The device may allow for more natural motion and increased wrist durability over traditional implants.
Earlier this month, the US Food and Drug Administration (FDA) approved a new wrist replacement device to relieve arthritis pain.
The wrist replacement, known as the KinematX Total Wrist Implant, should allow for more natural motion and increased durability over traditional implants, Scott Wolfe, MD, a hand surgeon at Hospital for Special Surgery, said in a statement.
KinematX is a wrist replacement that is computer-designed to mock the motion of a human wrist. Surgery with the device involves replacing the proximal carpal row bones of the wrist—the most severely affected by osteoarthritis. The device used modular components to replicate the anatomy of the wrist and allow motion so the patient can complete necessary activities.
Wolfe and Joseph Crisco, III, PhD, completed extensive research to learn how the wrist moves to design a replacement that more closely matched the anatomy and motion of a normal wrist. Despite total wrist joint replacement not having as much success historically as total joint replacement in the hip or knee, Crisco, the director of the Bioengineering Laboratory at Brown University and Rhode Island Hospital, and Wolfe learned how individual bones in a normal and injured wrist moved.

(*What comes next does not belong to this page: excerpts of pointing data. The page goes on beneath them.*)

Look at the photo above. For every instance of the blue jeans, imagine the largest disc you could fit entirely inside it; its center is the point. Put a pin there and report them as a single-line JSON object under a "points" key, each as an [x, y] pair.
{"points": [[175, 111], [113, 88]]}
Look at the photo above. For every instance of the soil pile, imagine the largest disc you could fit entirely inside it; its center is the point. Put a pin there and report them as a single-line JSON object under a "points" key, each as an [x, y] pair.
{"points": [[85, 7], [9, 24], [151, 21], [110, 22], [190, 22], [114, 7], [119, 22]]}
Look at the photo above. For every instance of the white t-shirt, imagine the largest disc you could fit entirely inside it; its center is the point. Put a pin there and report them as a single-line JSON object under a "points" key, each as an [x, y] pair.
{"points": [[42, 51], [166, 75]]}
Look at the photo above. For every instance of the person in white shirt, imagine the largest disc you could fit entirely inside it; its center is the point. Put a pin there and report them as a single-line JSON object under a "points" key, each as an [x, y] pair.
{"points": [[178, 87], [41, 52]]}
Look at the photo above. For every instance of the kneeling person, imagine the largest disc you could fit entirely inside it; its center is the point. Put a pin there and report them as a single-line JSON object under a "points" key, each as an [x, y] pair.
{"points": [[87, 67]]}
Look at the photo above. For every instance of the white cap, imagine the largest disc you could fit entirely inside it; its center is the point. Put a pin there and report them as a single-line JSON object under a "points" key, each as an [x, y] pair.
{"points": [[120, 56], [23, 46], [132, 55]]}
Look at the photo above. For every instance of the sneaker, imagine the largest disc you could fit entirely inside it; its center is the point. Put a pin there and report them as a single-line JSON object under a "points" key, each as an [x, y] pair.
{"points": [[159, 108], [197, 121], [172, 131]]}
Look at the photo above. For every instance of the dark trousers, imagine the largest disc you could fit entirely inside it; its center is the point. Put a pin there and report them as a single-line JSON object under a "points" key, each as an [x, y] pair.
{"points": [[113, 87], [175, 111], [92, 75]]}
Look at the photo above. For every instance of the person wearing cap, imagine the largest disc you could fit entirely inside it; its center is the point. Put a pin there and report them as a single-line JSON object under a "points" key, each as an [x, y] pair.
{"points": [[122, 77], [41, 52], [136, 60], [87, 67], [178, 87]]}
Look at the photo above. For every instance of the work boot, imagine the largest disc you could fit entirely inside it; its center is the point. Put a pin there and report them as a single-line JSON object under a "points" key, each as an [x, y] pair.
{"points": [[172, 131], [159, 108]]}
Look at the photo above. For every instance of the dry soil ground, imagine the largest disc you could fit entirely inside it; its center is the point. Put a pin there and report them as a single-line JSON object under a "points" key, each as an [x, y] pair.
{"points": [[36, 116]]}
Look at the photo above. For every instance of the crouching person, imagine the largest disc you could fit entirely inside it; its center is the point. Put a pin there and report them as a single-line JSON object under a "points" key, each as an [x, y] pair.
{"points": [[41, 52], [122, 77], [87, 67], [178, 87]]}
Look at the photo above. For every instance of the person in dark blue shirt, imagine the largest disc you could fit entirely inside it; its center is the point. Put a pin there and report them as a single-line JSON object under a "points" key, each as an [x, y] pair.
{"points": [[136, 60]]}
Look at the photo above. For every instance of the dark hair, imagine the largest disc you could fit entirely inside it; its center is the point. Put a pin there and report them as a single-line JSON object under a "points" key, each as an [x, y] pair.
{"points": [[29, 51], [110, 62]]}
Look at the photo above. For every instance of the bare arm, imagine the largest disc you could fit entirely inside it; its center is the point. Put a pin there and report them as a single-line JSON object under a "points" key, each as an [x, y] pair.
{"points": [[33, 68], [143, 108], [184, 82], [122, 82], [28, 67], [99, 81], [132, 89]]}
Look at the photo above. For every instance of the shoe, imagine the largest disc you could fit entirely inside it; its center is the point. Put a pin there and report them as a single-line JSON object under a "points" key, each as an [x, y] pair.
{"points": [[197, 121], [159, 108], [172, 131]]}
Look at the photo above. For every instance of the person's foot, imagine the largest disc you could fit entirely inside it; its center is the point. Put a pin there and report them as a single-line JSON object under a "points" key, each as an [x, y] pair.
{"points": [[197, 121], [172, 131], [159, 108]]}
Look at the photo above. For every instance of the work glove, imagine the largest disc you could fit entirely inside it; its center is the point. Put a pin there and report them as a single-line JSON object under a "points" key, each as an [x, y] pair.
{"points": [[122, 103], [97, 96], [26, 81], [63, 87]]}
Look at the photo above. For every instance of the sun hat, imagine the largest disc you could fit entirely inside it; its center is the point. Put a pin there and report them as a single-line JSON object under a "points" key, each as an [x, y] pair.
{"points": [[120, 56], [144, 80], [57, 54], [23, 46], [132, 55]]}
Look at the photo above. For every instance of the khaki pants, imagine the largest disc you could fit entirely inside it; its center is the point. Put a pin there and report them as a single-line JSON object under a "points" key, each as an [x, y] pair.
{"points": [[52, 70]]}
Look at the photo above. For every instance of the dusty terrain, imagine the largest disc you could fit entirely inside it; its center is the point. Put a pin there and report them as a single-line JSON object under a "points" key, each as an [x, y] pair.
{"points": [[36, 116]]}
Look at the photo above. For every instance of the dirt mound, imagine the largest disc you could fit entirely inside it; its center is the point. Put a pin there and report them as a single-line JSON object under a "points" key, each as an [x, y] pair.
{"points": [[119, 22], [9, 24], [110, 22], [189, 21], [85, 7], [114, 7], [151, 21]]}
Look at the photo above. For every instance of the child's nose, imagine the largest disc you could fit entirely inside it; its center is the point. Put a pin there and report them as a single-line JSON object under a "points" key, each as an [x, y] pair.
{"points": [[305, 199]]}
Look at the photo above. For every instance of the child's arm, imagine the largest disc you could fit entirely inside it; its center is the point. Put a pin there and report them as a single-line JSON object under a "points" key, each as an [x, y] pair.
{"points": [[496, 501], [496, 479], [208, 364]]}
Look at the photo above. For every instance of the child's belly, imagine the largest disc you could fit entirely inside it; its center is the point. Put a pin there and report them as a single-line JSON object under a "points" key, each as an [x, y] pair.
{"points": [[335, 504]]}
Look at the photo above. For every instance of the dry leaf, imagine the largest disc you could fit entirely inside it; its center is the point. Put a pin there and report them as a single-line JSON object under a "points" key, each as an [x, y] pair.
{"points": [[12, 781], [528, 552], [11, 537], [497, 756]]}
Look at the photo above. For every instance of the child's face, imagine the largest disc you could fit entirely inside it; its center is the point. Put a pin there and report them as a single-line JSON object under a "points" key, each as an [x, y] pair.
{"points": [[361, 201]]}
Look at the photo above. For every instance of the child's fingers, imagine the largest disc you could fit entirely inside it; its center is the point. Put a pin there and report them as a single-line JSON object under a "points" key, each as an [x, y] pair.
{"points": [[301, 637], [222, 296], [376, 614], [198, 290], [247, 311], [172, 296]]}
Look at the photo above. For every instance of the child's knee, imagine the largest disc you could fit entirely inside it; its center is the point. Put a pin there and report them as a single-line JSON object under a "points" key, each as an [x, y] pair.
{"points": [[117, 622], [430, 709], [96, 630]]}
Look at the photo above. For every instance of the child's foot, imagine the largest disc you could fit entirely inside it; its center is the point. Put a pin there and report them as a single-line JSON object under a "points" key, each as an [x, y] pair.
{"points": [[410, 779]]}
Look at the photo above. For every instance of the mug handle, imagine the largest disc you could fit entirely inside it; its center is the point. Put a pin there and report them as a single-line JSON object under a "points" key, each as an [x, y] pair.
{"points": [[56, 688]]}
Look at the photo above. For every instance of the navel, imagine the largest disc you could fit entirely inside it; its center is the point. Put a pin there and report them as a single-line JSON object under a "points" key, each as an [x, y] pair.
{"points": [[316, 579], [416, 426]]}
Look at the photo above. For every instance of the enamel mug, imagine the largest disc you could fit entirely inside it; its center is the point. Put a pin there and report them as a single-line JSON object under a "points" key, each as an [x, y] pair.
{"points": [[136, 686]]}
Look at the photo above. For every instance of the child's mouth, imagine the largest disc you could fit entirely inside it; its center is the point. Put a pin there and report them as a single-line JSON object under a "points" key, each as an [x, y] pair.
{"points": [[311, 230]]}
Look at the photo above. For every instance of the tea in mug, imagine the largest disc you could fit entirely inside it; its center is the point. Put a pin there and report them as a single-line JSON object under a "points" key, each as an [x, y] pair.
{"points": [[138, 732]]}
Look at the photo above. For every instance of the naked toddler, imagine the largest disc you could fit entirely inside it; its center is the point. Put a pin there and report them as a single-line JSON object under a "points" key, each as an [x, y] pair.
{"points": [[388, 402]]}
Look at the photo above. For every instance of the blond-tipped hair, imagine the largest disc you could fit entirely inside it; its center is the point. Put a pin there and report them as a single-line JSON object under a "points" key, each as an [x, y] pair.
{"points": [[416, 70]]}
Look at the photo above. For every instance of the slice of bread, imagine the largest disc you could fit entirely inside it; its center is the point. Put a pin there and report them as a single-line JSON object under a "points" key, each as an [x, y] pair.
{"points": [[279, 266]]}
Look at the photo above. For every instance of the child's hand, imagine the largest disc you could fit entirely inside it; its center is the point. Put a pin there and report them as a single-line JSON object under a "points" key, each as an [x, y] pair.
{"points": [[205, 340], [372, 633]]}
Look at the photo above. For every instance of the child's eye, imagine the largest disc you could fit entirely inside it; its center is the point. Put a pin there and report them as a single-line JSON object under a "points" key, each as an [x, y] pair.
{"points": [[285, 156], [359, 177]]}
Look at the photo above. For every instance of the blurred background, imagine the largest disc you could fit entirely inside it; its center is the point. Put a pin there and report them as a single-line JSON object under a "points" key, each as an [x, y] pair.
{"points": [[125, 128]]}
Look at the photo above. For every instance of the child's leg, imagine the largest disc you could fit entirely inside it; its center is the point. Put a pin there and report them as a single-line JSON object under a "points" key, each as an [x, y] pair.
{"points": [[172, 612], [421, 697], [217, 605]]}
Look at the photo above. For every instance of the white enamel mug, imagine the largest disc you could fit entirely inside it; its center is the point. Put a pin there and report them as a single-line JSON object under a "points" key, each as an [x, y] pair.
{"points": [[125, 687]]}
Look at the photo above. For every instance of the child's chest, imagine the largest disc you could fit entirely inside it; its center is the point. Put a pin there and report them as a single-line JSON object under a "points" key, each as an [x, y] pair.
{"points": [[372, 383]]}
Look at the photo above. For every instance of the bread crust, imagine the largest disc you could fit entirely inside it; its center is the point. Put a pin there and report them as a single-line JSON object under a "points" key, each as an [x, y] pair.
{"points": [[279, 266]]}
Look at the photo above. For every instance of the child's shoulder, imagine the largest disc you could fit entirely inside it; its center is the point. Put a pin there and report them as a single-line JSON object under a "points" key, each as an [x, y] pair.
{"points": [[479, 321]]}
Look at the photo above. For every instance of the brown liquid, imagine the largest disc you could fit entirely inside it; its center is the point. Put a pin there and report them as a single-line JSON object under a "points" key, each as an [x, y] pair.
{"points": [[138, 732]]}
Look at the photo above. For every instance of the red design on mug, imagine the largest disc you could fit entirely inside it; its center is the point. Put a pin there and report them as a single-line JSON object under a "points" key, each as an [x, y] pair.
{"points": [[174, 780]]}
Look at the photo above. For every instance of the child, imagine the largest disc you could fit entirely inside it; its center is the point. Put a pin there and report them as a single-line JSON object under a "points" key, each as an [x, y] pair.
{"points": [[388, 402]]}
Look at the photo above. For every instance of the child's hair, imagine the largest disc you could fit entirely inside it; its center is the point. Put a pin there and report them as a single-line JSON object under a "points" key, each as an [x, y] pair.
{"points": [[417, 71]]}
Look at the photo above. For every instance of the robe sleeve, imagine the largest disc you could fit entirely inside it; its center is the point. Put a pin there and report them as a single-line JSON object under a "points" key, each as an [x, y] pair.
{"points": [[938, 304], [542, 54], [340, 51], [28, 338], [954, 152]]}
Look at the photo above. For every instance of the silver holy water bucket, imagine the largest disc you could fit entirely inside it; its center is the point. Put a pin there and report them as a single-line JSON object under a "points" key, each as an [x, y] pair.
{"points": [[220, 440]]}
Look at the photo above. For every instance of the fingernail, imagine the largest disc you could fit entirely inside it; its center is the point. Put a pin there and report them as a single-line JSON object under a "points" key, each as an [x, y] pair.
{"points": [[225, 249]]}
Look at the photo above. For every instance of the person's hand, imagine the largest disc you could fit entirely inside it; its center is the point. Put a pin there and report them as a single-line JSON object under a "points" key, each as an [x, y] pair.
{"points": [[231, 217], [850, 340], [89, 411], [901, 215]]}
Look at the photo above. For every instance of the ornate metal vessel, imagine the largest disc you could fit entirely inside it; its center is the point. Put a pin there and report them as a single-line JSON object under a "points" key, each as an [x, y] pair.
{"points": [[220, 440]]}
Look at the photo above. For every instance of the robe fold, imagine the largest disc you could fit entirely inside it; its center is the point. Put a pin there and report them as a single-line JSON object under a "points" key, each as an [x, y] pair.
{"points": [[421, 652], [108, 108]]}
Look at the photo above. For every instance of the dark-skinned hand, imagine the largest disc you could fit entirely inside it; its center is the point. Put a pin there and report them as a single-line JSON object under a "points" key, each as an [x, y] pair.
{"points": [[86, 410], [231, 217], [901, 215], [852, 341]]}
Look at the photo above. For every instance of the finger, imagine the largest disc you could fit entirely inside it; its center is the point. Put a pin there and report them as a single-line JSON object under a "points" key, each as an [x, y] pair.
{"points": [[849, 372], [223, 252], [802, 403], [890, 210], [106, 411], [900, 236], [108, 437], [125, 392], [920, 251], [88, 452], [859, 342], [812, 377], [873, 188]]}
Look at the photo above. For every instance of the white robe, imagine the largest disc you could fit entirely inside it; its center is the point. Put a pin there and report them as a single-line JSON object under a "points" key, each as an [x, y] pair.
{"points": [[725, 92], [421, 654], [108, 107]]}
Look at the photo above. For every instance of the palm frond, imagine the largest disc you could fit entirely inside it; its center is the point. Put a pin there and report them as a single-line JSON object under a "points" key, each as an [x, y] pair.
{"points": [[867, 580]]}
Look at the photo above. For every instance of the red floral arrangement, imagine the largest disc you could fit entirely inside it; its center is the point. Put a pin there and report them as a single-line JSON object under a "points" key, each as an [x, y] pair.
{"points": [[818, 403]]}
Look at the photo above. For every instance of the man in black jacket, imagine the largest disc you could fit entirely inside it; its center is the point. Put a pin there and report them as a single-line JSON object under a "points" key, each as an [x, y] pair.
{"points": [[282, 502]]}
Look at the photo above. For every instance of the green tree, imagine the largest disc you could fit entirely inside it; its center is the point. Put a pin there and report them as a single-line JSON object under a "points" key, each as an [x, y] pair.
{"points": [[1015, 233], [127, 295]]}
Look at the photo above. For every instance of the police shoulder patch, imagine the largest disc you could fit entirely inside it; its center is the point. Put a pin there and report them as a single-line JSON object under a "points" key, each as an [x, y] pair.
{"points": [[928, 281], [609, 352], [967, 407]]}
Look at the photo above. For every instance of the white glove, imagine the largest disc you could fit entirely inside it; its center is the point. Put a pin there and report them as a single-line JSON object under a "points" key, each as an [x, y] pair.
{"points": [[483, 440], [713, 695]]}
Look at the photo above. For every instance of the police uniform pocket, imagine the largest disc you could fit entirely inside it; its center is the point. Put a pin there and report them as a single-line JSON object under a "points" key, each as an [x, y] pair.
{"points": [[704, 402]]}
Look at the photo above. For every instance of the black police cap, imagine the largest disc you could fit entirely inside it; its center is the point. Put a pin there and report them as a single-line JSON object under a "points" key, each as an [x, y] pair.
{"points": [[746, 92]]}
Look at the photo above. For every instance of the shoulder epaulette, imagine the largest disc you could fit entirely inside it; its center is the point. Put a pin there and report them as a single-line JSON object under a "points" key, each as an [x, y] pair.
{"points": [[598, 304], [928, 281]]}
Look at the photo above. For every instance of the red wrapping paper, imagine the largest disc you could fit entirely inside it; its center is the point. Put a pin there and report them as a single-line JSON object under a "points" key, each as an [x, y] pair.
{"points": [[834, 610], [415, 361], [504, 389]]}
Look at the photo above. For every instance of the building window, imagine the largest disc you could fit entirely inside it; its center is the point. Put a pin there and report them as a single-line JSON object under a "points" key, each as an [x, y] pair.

The partners colleagues then designed and validated a noninvasive 3D motion analysis system to measure writ motions necessary for a variety of activities, and then developed KinematX.
Surgery with the KinematX will be performed on an outpatient basis and a patient registry will be established at medical centers across the country to track outcomes data.
“In our view, the KinematX will be a game changer in the field of wrist replacement surgery,” said Doug Leach, managing director of Biomechanical Innovation at the Hospital for Special Surgery, said.